Liverpool: Focolare celebrate 50 years in Britain
On Saturday, 26 October, Liverpool Hope University welcomed a 400-strong gathering to mark the 50th anniversary of the Focolare Movement’s arrival in Britain in November 1963. Liverpool was the Focolare’s first centre and from there spread to other parts of the country. It was a very different ecumenical context that welcomed the first group to a city which had known its share of sectarian differences. Three local Anglican clergy were instrumental in the Focolare’s arrival alongside Canon Bernard Pawley, the Anglican Observer at the Second Vatican Council.
It was Canon Pawley who suggested to the Dean of the Anglican Cathedral in Liverpool that he invite Focolare founder, Chiara Lubich, to speak in the Cathedral to a group of Anglican Clergy. At the same time he also mentioned the idea to Pope Paul VI in a private audience and gained papal approval for this event which took place in November 1965.
Revd Dr Kirsty Thorpe, recent Moderator of the United Reformed Church, reminded those present, ‘It is easy for us, 50 years later and living in such a different climate for inter-church relations, to underestimate just how radically unusual this event was.

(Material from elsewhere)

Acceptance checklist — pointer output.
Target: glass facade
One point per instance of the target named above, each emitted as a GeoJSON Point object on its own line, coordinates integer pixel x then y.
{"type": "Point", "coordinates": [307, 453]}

For a woman to address a gathering of men was relatively rare in those days, wherever it happened ... and in early 1960s, clergy were not known to sit and listen to a lay person as a main speaker ...’.
In her diary for that day, 17 November, Chiara Lubich remarked on the poignancy of the name, Hope Street, which connects the Anglican Cathedral to the Catholic Cathedral (still under construction at that time) and expressed a heartfelt prayer that, with faith, the ‘mountains’ of lack of understanding between the churches might be moved (cf Mt 17:20).
Today too, the word ‘hope’ continues to link Focolare very much to Liverpool.
In his keynote address to Saturday’s gathering, Professor Gerard Pillay, Vice-Chancellor of Liverpool Hope University, reminded those present that the last honorary doctorate Chiara Lubich received, just two months before she died in March 2008, was from Liverpool Hope in recognition for her work of dialogue in ecumenism, in interfaith and with contemporary culture.
Professor Pillay paid tribute to her work describing Focolare as ‘not institutionally focused, not empire building but part of the spreading out goodness all over the world ... Chiara Lubich, from the very beginning was outward looking.’ He recalled the words of the Ecumenical Patriarch Bartholomew who said on her death, ‘there are some people whose life touches lives so universally that upon their passing away they remain an indelible inspiration of grace. One such life, a life worth living and well worth remembering is that of Chiara Lubich’.
Professor Pillay went on to outline the strong bonds between the University and Focolare’s charism saying, ‘We at this university are drawn to a charism of seeking unity because of our ecumenical commitment. Liverpool Hope University is the only ecumenical Foundation in Europe which has brought together Christians from both divides, not achieved since the sixteen century. It is a peculiar Liverpool achievement for which we are all grateful ... Ecumenism is not just the bringing of different peoples together ... Ecumenism is seeking the common Christian purpose, the common ecclesial mind. And in seeking this unity we transcend the values we represent. True ecumenism is not equal space for everybody. True ecumenism is where the unity is greater than the sum of all the individual denominational parts. That’s the lesson we have to constantly learn.
Chiara Lubich believed that dialogue (which for the university is rational discourse and living in peace) is the privileged way to promote the unity of the Church among religions and non religious people, without syncretism. It is not just a muddling together of everything for something palatable. It is the openness to all people while being faithful to one’s own identity. That is the deep wisdom of Chiara Lubich’s vision.’